Climate policy EARTHQUAKE: The EU’s paradigm shift on cows: ‘Europe’s plan to support livestock farmers recasts a climate problem as a strategic asset’
Agriculture Commissioner Christophe Hansen said the sector is”still a success story,” supporting 7 million jobs and generating €400 billion a year (not to mention €37 billion more in exports than imports). But it’s one now “at risk.” Livestock numbers are going down, Hansen said. Empty farmland, “especially at the eastern border, is a security liability.”
The cull that never was
Half a decade ago, Europe was debating whether to shrink its herds on purpose, in the name of nature and climate.
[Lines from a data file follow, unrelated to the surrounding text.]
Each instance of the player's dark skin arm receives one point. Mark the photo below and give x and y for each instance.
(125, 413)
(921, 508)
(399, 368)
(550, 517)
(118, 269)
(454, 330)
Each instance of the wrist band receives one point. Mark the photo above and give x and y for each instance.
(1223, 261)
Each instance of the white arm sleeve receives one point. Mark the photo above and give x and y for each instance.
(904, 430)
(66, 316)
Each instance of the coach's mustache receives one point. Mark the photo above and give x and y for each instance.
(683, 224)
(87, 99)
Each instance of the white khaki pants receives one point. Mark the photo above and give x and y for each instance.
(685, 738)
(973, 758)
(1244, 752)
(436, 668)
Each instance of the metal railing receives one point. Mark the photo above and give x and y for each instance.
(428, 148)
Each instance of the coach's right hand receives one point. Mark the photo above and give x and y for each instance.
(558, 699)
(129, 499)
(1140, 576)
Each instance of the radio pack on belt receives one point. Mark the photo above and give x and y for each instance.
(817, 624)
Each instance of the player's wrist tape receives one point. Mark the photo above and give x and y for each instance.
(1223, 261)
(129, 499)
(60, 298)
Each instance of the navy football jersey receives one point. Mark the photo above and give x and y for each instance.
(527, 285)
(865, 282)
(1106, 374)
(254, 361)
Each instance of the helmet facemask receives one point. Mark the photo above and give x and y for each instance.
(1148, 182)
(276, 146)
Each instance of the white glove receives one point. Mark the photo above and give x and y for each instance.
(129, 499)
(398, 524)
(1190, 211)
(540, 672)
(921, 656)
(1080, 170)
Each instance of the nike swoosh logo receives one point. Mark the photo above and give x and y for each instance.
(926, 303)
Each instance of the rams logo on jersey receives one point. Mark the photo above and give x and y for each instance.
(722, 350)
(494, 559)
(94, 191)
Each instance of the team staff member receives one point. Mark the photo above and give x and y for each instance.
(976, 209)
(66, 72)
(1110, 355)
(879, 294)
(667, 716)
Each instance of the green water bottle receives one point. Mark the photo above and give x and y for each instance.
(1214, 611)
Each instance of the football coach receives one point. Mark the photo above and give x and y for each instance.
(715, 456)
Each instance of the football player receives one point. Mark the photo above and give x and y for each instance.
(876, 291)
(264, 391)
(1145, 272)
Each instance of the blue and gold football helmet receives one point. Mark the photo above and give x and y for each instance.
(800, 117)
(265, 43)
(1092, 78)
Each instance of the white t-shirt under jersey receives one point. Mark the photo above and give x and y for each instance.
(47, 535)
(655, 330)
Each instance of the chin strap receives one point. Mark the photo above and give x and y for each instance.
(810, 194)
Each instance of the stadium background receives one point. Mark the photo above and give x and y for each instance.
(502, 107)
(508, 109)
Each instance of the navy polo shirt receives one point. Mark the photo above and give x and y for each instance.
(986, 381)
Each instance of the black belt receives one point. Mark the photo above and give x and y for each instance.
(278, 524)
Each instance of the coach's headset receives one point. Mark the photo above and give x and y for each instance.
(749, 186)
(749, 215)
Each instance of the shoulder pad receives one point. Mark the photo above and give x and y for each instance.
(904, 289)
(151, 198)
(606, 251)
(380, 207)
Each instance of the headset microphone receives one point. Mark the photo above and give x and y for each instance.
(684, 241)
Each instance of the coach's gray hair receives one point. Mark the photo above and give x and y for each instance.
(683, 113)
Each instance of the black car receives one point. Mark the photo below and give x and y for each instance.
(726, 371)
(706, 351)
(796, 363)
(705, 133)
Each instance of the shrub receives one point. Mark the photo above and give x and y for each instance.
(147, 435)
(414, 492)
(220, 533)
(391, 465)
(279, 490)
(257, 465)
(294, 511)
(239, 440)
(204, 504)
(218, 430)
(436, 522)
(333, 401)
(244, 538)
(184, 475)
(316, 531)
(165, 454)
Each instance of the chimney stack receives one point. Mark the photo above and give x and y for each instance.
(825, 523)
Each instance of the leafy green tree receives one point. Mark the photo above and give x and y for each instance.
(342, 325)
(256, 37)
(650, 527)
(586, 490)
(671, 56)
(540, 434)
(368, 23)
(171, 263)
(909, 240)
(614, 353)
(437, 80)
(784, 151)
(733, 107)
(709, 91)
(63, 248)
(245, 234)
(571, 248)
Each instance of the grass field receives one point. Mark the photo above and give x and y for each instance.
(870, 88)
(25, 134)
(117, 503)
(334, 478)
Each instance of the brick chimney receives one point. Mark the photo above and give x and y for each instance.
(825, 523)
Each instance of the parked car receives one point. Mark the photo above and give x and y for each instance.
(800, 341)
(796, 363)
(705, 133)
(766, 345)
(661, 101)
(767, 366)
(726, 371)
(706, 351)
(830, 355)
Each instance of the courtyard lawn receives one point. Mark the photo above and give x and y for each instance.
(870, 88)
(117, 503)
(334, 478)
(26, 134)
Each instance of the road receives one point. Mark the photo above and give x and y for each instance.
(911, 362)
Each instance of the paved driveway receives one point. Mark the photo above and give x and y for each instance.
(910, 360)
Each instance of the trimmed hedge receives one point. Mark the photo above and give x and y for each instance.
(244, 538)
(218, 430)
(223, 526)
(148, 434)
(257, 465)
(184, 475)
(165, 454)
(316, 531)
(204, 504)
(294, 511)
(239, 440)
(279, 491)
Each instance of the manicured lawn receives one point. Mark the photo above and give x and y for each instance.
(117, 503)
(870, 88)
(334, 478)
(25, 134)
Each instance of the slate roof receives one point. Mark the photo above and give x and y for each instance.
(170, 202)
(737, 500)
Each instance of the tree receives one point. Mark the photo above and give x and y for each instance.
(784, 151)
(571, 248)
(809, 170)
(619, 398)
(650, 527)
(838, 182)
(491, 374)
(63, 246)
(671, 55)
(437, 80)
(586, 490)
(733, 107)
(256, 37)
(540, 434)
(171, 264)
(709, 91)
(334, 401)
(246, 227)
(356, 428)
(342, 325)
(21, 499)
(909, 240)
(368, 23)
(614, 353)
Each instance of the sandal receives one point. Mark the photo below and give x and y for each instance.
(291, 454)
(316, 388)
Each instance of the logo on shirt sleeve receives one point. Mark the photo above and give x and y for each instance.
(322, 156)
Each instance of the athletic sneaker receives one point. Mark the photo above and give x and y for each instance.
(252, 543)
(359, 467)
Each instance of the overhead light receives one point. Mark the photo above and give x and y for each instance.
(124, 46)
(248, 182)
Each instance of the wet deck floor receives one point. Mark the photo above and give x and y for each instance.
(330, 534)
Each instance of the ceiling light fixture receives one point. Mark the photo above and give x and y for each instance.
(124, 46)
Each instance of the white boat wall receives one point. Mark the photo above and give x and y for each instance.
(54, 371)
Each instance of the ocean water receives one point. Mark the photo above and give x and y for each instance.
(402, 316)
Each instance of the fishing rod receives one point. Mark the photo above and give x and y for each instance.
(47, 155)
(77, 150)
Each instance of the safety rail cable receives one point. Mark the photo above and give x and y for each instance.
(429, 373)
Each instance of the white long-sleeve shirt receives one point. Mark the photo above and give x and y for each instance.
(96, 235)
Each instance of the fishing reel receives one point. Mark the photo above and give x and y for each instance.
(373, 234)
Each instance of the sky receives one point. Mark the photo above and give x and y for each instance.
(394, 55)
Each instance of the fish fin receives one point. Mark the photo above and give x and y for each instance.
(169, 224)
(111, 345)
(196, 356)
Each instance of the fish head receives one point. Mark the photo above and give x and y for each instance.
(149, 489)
In the Netherlands, court rulings on nitrogen pollution pushed the government toward buying out farms. Early plans floated a cut of up to a third. In Ireland, a leaked government paper considered culling 200,000 cows to meet climate targets.
For farmers, nitrogen rules, methane targets and pesticide cuts blurred into a single attack. The cow had become a symbol of everything that was wrong with European farming, and many farmers saw it as a direct assault on their way of life. Then came the tractors.
The protests that clogged European capitals in 2024 and 2025 broke the political will behind the Green Deal, the EU’s flagship climate agenda. The Commission shelved much of its farm work and promised to steer policy from conditions toward incentives.
On Tuesday, the Commission applied that promise to the most contested corner of European farming. The strategy does not ask whether Europe has too many animals. It treats having too few as the threat.